☞「心の丸窓」は心の杜の医師・心理師による心の診療に関するコラムです。
昨年秋のとある夜、私は高校時代の仲良し二人と会食をしました。実はその一人の愛犬が、一ヶ月ほど前に14歳で天国へ旅立っていたのです。悲しみに暮れる彼女を想い、私達は「偲ぶ会」を開くことにしました。彼女の眼には一瞬涙が溢れましたが、その後はいつもの穏やかな表情で愛犬の思い出話をしみじみと語り、私達はそれに耳を傾けたのでした。幸いそれからも彼女は、まだ悲しみは十分に癒えてはいないけれど、病むまでには至らず暮らしています。

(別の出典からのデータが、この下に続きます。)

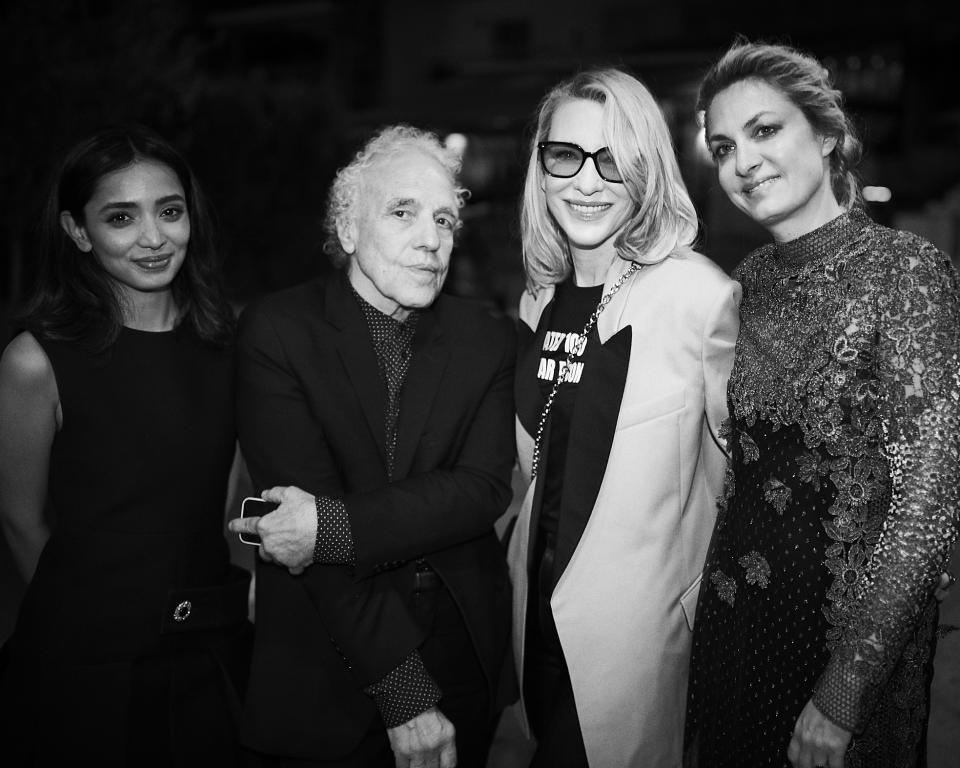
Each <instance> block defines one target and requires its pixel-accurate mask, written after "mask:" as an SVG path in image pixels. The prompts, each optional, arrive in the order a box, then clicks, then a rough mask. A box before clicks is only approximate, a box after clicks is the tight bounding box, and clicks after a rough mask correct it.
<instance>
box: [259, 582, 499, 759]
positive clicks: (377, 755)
mask: <svg viewBox="0 0 960 768" xmlns="http://www.w3.org/2000/svg"><path fill="white" fill-rule="evenodd" d="M411 599H412V601H413V608H414V612H415V614H416V617H417V619H418V621H420V622H421V623H422V625H423V627H424V628H425V629H426V630H427V633H428V634H427V639H426V640H424V642H423V643H422V644H421V646H420V649H419V650H420V657H421V658H422V659H423V663H424V666H426V668H427V670H428V671H429V672H430V674H431V675H432V676H433V679H434V680H435V681H436V683H437V685H439V686H440V690H441V691H442V692H443V698H441V699H440V702H439V704H438V707H439V709H440V711H441V712H443V714H444V716H445V717H446V718H447V719H448V720H450V722H452V723H453V726H454V728H455V729H456V746H457V768H485V766H486V762H487V754H488V752H489V751H490V744H491V742H492V741H493V734H494V731H495V730H496V726H497V721H498V719H499V713H497V715H496V716H491V715H490V705H489V697H488V695H487V682H486V678H485V677H484V674H483V669H482V668H481V666H480V662H479V660H478V659H477V654H476V652H475V651H474V650H473V642H472V641H471V640H470V633H469V632H468V631H467V627H466V624H465V623H464V621H463V618H462V617H461V615H460V610H459V609H458V608H457V605H456V603H455V602H454V600H453V596H452V595H451V594H450V591H449V590H448V589H447V588H446V587H445V586H444V585H443V583H442V581H441V580H440V577H439V576H438V575H437V574H436V572H434V571H432V570H430V569H429V567H427V568H426V569H425V570H419V571H418V572H417V574H416V576H415V581H414V585H413V592H412V596H411ZM263 763H264V765H265V766H269V767H270V768H394V766H395V762H394V759H393V752H392V751H391V749H390V743H389V740H388V739H387V732H386V729H385V728H384V727H383V724H382V723H381V722H380V719H379V718H376V719H375V720H374V724H373V725H372V726H371V729H370V730H369V731H368V732H367V735H366V736H365V737H364V739H363V741H361V742H360V745H359V746H358V747H357V749H356V750H355V751H354V752H353V753H351V754H350V755H349V756H347V757H345V758H342V759H340V760H332V761H322V760H312V761H311V760H297V759H289V758H275V757H266V758H264V759H263Z"/></svg>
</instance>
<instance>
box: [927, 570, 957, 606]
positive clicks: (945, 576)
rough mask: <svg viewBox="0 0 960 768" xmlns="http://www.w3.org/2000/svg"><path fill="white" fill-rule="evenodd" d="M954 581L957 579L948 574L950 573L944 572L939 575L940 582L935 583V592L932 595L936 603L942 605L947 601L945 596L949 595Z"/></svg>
mask: <svg viewBox="0 0 960 768" xmlns="http://www.w3.org/2000/svg"><path fill="white" fill-rule="evenodd" d="M956 580H957V577H956V576H954V575H953V574H952V573H950V571H944V572H943V573H941V574H940V581H939V582H937V591H936V592H934V593H933V594H934V597H936V598H937V601H938V602H940V603H942V602H943V601H944V600H946V599H947V595H948V594H950V589H951V588H952V587H953V585H954V583H955V582H956Z"/></svg>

さて丸窓(25)では、大事な対象を失ったことによる心への衝撃は、その後暫くだけでなく、年余にわたり変遷しながらその人の心の在り様に影響を与えていくことが述べてられています。その一つに「命日反応」と呼ばれるものがあります。それは、命日や深刻な対象喪失をした日時の前後に、その時の想いとともに心身の変調が反復して起きるもの(衝撃的な出来事-例えば事故を起こしたなど-の場合は、記念日反応と呼びます)を言います。生活に支障を来すほどならば、対象を失ったことからの回復過程における心の作業(喪の仕事)が病的なものになっている可能性があります。このような場合には、早めに専門家に相談することをお勧めします。私達は、患者さんから良くお話を聞いたうえで、治療が必要かどうかを診断します。そして、投薬やカウンセリングなどその方に合った適切な治療を行い、心の健康を取り戻せるようお手伝いしています。